The present study was designed to compare levels of these biomarkers between men and women with GWI, as well as sex-specific effects in comparison to healthy GW veterans and symptomatic controls (IBS, ME/CFS). The results showed that men and women with GWI differ in 2 of 10 plasma autoantibodies, with men showing significantly elevated levels. Men and women with GWI showed significantly different levels of autoantibodies in 8 of 10 biomarkers to neuronal and glial proteins in plasma relative to controls.
In summary, the present study addressed the utility of the use of plasma autoantibodies for CNS proteins to distinguish among both men and women veterans with GWI and other healthy and symptomatic control groups.
Excerpt
Our next analyses compared male veterans with GWI to all male controls from our prior study (healthy GW veterans, non-veterans with IBS or ME/CFS) [19]. We then performed the same analyses comparing women veterans with GWI to the combined all women control group (non-veterans with IBS and ME/CFS). The results showed that men with GWI had significantly higher levels of autoantibodies for 9 out of the 10 autoantibodies when compared with male healthy GW veterans or with the combined male control group. Women with GWI showed significantly higher values for 2 out of the 10 autoantibodies when compared with women healthy GW veterans and with 8 out of 10 autoantibodies when compared with their respective combined women control group (nonveterans with IBS and ME/CFS).

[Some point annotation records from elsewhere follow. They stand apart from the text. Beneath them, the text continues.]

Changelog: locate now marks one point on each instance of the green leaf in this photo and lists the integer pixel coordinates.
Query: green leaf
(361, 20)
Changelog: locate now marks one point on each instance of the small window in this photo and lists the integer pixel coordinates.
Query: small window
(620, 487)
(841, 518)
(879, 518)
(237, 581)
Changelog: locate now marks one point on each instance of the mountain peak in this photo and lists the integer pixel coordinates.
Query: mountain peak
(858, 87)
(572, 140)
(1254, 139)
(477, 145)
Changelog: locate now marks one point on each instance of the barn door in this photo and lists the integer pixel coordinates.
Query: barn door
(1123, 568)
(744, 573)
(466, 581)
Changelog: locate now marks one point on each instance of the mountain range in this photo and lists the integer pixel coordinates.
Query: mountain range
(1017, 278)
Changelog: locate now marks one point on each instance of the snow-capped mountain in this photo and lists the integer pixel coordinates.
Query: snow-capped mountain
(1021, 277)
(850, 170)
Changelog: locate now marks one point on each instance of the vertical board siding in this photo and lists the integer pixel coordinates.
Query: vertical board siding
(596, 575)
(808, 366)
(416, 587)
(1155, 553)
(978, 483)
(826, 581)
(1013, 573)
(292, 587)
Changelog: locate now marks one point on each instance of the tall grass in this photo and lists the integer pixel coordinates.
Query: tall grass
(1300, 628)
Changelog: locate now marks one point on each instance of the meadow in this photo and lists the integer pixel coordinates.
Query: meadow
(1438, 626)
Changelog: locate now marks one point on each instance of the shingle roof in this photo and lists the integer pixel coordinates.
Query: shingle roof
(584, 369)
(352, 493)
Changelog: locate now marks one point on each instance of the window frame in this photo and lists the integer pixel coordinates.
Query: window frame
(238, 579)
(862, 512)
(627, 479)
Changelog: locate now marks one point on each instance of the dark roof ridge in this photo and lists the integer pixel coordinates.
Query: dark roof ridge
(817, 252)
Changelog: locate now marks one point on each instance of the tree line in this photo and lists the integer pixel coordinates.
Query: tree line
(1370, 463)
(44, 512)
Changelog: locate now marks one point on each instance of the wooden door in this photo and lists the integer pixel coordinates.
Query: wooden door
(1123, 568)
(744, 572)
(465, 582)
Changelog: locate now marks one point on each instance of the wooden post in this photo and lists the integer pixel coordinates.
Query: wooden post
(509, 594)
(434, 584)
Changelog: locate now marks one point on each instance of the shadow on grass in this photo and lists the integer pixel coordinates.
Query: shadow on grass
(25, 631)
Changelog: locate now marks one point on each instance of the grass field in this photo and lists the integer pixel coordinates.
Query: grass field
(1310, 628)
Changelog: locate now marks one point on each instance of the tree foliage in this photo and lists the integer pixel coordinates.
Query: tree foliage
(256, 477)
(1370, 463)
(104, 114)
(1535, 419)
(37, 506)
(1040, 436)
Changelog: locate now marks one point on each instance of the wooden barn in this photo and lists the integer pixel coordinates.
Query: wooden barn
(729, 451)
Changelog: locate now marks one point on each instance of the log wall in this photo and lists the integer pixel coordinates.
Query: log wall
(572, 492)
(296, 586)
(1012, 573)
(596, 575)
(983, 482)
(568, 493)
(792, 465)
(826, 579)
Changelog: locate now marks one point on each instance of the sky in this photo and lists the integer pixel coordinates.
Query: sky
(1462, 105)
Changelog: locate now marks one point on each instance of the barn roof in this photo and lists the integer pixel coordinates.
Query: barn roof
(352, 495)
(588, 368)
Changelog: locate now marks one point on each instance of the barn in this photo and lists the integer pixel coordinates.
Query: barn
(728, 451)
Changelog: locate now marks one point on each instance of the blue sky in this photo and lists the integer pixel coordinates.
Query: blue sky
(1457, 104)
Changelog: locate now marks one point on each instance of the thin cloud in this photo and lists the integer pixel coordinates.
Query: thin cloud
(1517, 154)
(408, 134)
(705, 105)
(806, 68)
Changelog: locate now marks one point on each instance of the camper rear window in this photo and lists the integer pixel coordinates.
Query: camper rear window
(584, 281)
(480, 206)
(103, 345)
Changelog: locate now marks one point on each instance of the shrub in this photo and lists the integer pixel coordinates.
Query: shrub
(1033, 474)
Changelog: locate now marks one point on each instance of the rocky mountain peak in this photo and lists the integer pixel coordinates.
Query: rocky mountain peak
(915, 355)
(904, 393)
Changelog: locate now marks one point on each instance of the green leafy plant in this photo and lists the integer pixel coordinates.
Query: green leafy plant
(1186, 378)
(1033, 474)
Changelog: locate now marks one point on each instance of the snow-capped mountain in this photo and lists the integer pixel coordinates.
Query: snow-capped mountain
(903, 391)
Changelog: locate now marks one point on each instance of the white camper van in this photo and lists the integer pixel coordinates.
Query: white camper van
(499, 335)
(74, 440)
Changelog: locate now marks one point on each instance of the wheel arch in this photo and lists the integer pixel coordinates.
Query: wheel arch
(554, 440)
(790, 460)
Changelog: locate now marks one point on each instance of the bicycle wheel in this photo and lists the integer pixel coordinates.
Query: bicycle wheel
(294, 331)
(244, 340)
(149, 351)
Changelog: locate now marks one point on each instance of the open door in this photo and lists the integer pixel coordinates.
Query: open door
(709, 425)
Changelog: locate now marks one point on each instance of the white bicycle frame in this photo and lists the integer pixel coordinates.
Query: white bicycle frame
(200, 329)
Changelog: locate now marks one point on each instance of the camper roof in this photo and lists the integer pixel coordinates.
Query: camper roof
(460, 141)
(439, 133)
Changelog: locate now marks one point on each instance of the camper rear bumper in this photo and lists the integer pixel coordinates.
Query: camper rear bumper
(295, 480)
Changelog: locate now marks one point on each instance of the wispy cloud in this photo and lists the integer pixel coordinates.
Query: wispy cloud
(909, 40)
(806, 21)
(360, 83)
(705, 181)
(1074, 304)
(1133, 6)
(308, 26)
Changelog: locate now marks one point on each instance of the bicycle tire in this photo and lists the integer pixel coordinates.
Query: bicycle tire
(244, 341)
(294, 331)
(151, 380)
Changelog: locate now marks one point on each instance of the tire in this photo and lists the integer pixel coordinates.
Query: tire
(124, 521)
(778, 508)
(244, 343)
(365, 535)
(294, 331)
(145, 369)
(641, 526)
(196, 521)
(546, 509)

These results suggest that women with GWI appear to be showing more neuronal cytoskeletal and neuroinflammatory changes when compared to healthy GW controls or women with IBS or ME/CFS
This suggests that male GWI veterans may be showing more chronic glial activation, neuronal damage, and neuroinflammation than their male control healthy and symptomatic counterparts with IBS and ME/CFS because S100B is a marker of current BBB disruption and GFAP is a marker of current neuroinflammation [39,40]. This is because GFAP is secreted by activated astrocytes, which leads to neuroinflammation [41,42,43].
A major strength of our study is that it represents both healthy and symptomatic GW veteran groups as well as symptomatic non-veteran controls with ME/CFS or IBS. This suggests that both men and women veterans with GWI differ not only from their healthy GW veteran controls but also have more CNS differences than other groups of men and women with chronic multi-symptom illnesses. In addition, the CNS autoantibody analyses were performed with the laboratory staff blinded to the case status of all participants.